- Born: October 3, 1896
- Died: March 24, 1979 (aged 82)
- Citizenship: Canadian
- Occupations: Radio director, producer
- Known for: Work with the CBC
- Awards: John Drainie Award 1973

= Rupert Caplan =

Canadian producer

Rupert Caplan (October 3, 1896 - March 24, 1979) was a Canadian radio director and producer, who was one of the key figures in the development and production of dramatic programming for the Canadian Broadcasting Corporation in the 20th century.

Originally from Montreal, Quebec, where he grew up a member of the city's large Jewish Canadian community, he worked with local Montreal theatre companies such as the Montreal Repertory Theatre and the Théâtre du Nouveau Monde, and joined the CBC as a producer very soon after its formation.

Following the death of American playwright Eugene O'Neill in 1953, Caplan produced an acclaimed CBC Radio tribute special that blended a biographical history of O'Neill's life with performances of excerpts from some of his plays. The special was later attributed with having sparked a critical and popular revival of interest in O'Neill, whose reputation had declined somewhat in the final years of his life; O'Neill's widow, Carlotta Monterey, was so grateful for the tribute that she granted Caplan the exclusive rights to produce the Canadian premiere of Long Day's Journey into Night, the then-unknown play which would ultimately come to be recognized as O'Neill's greatest work when it posthumously premiered in 1956.

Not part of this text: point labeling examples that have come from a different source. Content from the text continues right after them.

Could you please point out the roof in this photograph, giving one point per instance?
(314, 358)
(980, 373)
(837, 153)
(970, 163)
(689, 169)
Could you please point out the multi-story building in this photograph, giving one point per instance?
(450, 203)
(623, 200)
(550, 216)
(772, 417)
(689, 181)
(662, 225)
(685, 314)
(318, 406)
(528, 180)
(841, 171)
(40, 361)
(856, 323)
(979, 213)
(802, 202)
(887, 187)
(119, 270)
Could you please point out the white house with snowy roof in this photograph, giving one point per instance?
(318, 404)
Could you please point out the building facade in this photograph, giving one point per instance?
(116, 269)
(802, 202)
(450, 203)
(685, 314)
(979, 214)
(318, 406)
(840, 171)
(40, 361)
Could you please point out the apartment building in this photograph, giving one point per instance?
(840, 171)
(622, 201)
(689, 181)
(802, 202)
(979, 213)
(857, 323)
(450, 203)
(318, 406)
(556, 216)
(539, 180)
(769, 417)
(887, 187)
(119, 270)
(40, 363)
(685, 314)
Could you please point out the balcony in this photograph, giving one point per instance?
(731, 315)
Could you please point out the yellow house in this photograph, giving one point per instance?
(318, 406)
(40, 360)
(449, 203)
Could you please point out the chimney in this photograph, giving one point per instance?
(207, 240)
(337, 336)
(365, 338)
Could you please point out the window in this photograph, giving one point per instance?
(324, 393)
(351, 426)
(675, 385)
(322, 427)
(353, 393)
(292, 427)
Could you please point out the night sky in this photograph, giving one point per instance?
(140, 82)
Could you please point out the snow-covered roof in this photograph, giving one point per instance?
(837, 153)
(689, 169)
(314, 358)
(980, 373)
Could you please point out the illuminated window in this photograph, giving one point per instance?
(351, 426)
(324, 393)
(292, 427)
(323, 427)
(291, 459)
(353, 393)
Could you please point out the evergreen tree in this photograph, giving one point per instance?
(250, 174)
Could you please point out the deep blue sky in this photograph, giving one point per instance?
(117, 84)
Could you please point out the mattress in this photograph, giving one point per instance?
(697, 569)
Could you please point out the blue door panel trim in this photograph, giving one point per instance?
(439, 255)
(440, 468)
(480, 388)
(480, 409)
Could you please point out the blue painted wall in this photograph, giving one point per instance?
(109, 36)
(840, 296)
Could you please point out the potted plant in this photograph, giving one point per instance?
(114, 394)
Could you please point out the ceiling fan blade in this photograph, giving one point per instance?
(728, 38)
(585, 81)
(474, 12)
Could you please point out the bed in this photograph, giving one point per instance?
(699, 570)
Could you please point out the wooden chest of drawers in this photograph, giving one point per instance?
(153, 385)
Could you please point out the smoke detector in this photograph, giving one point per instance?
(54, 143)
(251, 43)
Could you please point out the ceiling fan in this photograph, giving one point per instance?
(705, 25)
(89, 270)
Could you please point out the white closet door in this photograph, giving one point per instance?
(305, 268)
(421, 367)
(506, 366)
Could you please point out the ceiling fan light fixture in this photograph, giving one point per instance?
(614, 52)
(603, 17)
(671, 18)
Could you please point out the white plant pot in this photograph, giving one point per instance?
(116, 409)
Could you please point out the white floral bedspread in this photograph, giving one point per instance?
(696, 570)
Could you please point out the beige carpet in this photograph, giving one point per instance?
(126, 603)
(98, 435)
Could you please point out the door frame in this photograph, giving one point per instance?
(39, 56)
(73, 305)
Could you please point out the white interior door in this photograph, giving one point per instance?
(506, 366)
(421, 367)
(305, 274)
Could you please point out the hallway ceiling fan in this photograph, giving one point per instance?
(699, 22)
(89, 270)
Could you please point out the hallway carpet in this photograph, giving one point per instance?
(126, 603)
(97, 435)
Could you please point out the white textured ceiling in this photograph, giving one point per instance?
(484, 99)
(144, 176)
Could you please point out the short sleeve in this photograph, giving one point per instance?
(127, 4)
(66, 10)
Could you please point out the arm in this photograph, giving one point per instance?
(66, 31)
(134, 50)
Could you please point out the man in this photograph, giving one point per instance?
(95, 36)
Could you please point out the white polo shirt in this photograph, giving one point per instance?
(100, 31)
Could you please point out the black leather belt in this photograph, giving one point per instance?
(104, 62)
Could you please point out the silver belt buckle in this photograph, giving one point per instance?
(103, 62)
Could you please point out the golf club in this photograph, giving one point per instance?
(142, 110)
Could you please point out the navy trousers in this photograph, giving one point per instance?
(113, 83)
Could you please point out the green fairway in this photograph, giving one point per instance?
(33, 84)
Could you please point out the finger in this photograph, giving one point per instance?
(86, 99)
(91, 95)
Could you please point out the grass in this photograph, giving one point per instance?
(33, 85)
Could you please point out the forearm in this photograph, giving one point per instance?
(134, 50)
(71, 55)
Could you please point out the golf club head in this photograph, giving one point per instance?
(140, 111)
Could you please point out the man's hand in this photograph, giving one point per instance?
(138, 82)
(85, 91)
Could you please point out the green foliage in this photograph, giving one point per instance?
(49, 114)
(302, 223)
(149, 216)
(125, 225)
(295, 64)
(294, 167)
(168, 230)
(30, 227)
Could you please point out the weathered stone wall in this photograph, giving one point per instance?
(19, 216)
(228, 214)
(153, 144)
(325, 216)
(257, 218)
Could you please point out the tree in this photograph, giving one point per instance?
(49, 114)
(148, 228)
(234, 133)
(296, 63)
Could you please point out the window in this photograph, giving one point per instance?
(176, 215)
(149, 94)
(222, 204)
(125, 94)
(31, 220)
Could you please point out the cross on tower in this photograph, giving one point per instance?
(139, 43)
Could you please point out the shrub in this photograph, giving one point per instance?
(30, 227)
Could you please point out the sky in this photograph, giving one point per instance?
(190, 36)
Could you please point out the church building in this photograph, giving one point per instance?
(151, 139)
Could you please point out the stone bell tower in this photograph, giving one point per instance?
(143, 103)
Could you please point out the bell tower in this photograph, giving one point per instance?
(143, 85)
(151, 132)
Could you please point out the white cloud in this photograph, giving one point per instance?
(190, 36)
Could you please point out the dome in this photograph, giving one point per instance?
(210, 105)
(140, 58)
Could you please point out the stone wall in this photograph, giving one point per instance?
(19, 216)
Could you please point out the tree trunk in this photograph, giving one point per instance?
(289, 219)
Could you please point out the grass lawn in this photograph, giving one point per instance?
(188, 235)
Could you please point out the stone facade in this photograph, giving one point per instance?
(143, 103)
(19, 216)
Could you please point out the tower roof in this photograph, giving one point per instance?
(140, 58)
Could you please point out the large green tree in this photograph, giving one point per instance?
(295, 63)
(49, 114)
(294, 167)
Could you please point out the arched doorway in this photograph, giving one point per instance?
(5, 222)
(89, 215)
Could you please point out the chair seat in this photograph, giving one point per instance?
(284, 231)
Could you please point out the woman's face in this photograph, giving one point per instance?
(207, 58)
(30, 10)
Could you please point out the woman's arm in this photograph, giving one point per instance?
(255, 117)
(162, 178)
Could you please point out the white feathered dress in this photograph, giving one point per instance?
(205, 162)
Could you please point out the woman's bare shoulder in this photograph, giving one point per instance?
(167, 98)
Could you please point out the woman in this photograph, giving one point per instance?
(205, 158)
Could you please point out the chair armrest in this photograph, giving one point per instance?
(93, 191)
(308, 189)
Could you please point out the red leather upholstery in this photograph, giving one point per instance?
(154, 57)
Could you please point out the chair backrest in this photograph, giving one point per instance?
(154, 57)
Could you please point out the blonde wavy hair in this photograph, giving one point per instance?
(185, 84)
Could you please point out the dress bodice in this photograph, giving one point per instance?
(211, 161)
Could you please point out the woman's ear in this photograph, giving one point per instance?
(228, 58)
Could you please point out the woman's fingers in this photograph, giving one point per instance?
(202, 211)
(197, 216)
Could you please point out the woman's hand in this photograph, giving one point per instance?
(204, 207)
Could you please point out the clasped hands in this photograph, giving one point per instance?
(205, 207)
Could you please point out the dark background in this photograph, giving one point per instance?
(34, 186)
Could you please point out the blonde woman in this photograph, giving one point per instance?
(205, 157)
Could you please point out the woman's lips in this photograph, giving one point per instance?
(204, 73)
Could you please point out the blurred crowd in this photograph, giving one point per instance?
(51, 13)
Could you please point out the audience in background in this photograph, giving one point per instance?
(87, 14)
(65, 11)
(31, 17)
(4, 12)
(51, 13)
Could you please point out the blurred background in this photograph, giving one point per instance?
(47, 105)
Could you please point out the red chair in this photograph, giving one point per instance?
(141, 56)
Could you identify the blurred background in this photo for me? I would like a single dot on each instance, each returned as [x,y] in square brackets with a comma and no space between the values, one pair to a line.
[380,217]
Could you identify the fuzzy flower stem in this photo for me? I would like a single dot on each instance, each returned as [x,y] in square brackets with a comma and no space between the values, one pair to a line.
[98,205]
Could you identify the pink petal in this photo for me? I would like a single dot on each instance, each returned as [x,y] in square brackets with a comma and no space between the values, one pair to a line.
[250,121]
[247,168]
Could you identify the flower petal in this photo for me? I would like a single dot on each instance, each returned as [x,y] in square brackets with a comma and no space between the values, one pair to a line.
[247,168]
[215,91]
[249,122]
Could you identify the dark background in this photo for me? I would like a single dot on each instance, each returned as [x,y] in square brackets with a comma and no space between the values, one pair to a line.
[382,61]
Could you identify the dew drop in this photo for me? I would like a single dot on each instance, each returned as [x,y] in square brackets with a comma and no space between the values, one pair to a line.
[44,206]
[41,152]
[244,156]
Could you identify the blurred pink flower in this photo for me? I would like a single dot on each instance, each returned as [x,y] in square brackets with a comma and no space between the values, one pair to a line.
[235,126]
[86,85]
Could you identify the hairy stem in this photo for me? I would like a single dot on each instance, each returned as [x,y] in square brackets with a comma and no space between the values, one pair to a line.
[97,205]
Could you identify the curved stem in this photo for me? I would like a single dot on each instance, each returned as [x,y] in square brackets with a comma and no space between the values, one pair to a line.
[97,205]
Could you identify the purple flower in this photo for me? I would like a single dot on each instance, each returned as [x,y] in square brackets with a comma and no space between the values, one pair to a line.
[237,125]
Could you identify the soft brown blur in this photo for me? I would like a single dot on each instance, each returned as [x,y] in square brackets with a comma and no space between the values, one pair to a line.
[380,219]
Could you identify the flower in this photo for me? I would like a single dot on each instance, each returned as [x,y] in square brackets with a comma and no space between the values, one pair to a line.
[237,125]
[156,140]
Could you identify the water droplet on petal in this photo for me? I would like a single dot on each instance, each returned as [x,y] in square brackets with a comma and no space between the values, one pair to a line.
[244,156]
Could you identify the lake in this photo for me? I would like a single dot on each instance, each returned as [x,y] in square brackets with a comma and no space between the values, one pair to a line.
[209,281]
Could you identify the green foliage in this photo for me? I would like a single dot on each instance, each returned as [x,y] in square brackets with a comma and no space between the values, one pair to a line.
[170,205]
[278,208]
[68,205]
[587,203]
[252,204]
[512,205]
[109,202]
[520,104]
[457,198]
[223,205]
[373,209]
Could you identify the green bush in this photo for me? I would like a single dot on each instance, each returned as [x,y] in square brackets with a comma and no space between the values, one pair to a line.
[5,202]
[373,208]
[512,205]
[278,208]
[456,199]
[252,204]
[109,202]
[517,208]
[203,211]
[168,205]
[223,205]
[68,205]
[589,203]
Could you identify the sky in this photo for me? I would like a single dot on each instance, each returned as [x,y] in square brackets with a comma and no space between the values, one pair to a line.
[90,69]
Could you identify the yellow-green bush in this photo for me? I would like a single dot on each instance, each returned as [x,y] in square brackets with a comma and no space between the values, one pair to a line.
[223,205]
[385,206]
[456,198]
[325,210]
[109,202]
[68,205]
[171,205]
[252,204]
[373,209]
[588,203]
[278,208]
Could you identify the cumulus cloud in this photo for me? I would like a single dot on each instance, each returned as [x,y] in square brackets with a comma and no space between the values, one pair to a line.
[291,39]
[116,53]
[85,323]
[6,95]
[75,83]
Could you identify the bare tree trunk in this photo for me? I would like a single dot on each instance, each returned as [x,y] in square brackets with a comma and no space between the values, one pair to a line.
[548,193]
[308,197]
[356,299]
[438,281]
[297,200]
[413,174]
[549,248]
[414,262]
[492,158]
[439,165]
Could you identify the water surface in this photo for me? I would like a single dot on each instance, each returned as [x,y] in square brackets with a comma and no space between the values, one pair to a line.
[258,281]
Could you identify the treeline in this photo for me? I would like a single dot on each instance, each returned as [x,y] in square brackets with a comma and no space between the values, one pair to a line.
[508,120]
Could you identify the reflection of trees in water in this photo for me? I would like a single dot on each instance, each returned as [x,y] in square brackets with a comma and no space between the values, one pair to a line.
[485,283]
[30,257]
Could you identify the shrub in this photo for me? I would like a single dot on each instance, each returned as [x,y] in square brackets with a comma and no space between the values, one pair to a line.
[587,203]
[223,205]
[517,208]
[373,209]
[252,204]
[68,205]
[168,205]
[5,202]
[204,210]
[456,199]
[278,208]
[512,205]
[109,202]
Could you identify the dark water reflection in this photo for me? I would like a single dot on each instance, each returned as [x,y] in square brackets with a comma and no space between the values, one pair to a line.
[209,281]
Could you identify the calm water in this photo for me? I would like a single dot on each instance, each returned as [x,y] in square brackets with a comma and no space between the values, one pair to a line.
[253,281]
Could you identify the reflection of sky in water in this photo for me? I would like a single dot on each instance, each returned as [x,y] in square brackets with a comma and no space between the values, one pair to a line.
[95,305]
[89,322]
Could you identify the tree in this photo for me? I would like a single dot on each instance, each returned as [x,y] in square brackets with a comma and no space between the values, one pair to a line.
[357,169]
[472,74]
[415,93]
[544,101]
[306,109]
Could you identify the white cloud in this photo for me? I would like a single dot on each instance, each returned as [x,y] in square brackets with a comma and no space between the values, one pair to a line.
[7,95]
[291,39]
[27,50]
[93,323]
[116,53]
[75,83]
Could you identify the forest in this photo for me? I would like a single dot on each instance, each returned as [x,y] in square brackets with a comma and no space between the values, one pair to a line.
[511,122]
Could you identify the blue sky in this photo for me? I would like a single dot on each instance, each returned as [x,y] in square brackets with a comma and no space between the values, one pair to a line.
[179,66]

Caplan's time with the CBC's radio drama department has been credited with the development of both a new pool of emerging Canadian playwrights in the 1950s and 1960s, and of a stable of actors who were able to remain in Canada instead of being forced to move to the United States or the United Kingdom to find work beyond the amateur level. Tyrone Guthrie would later claim that even the Stratford Festival, Canada's largest and most prestigious annual theatre festival, would not have been possible without Caplan's efforts to develop and support Canadian acting talent.

Although he worked principally in radio, he also had selected television credits, including writing and directing episodes of First Performance and Folio, as well as a small acting role in the 1950 film Forbidden Journey.

He was the recipient of ACTRA's John Drainie Award for lifetime contributions to Canadian broadcasting at the 2nd ACTRA Awards in 1973.